Skip site navigation (1)Skip section navigation (2)
Date:      Tue, 14 Jul 2020 22:33:29 -0700
From:      David Christensen <>
Subject:   Re: Trying to install FreeBSD 12.1 on Librem laptop
Message-ID:  <>
In-Reply-To: <>
References:  <> <> <> <> <>

Next in thread | Previous in thread | Raw E-Mail | Index | Archive | Help
On 2020-07-14 16:09, Patryk Cisek wrote:
> On 2020-07-14 3:12 p.m., David Christensen wrote:
>> If your motherboard firmware is current, there are no configurable CMOS
>> settings, and the 12.1-RELEASE installer does not work, I suggest that
>> you get a (used) server with ECC memory and several drive adapters/
>> bays/ racks, install FreeBSD, install services that you need and use,
>> and run it 24x7.  This will give you the best "real world" FreeBSD
>> experience.  After that, you will be in a much better position to do
>> development on or for FreeBSD.
> Thanks for suggestion David, but I'm not interested in running FreeBSD
> in a server-like scenario. Saying that full blown server is the best
> "real world" experience is a subjective -- and therefore false for many
> people (including myself) -- opinion. In the long run, I intend to focus
> on end-user experience running FreeBSD as a daily driver on their
> laptops/workstations. And help resolving similar problems, that the one,
> I'm having right now. This is, what interests me, thus for me this is
> the most important use-case.

Then your choices would seem to be:

1.  Debug the FreeBSD installer when it runs on your laptop.  I use the 
"memstick" version, burned to a USB flash drive.  Run the installer in 
text mode and switch back and forth between the installer and another 
virtual console (Alt+F1 and Alt+F2).  The memstick filesystem(s) will be 
mounted read-only.  I can and have crawled the installer shell script 
code.  I have also remounted the memstick filesystem(s) read-write, and 
hacked /usr/libexec/bsdinstall/zfsboot so that the system disk is 
partitioned to my liking.  (I can and do mount the memstick 
filesystem(s) read-write in a working FreeBSD machine, when I want my 
development tools.)

2.  Find a compatible computer, install FreeBSD, and install packages 
and/or ports as required to meet your definition of "daily driver".

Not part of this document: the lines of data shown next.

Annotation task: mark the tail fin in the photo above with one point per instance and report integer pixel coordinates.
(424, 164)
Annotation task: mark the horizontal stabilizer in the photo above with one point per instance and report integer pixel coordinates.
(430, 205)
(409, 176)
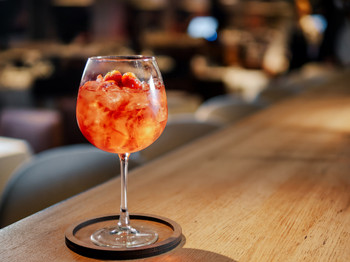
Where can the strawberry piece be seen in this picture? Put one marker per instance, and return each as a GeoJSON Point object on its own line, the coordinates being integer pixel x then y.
{"type": "Point", "coordinates": [114, 75]}
{"type": "Point", "coordinates": [99, 78]}
{"type": "Point", "coordinates": [130, 80]}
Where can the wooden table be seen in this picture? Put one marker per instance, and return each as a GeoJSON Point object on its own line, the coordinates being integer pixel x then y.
{"type": "Point", "coordinates": [274, 187]}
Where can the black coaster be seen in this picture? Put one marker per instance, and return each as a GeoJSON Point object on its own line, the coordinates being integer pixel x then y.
{"type": "Point", "coordinates": [78, 237]}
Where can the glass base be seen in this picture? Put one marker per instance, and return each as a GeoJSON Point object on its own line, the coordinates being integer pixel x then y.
{"type": "Point", "coordinates": [117, 237]}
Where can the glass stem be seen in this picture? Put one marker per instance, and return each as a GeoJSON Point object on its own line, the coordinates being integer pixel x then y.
{"type": "Point", "coordinates": [124, 220]}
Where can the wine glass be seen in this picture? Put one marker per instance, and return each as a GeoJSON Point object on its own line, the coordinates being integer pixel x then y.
{"type": "Point", "coordinates": [122, 109]}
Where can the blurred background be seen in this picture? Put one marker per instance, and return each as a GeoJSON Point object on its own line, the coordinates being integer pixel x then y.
{"type": "Point", "coordinates": [253, 51]}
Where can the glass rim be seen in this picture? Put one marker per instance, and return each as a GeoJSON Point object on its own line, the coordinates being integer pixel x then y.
{"type": "Point", "coordinates": [114, 58]}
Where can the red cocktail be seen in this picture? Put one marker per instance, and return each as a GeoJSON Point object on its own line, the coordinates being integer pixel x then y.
{"type": "Point", "coordinates": [122, 108]}
{"type": "Point", "coordinates": [121, 114]}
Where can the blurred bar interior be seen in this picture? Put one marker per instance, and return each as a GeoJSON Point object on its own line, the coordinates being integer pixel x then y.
{"type": "Point", "coordinates": [254, 52]}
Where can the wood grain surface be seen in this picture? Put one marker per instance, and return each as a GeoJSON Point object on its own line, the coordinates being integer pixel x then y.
{"type": "Point", "coordinates": [274, 187]}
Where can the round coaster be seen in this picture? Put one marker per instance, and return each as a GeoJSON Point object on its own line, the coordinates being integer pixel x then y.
{"type": "Point", "coordinates": [78, 237]}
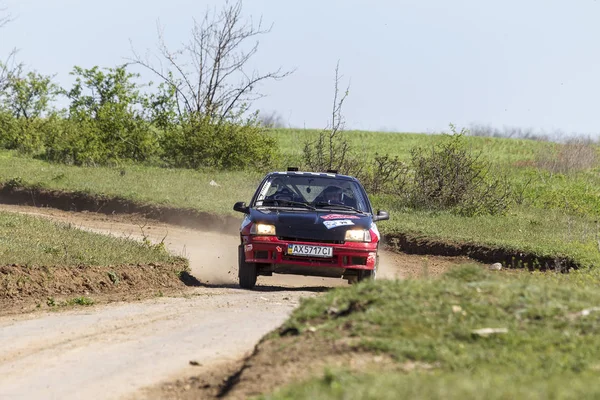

Understand that there is a common set of knowledge and skills in running 
a FreeBSD server and running a FreeBSD graphical workstation/ desktop/ 
daily driver.  I am not suggesting that you set up a "full blown 
server", which I would define as a server on the public Internet.  My 
idea was that you set up a small server for your LAN, using services 
that you are already familiar with (I chose Samba and CVS).  This will 
allow you to learn the common set and cover well-trodden ground.

All of my experiences using FreeBSD as a daily driver have been a 
struggle, especially on the one laptop I tried (Dell Inspiron E1505).  I 
did run FreeBSD-11.1-RELEASE and Xfce as a daily driver for several 
months, but it was clunky, missing features, and brittle.  I went back 
to Debian stable and Xfce for my daily driver.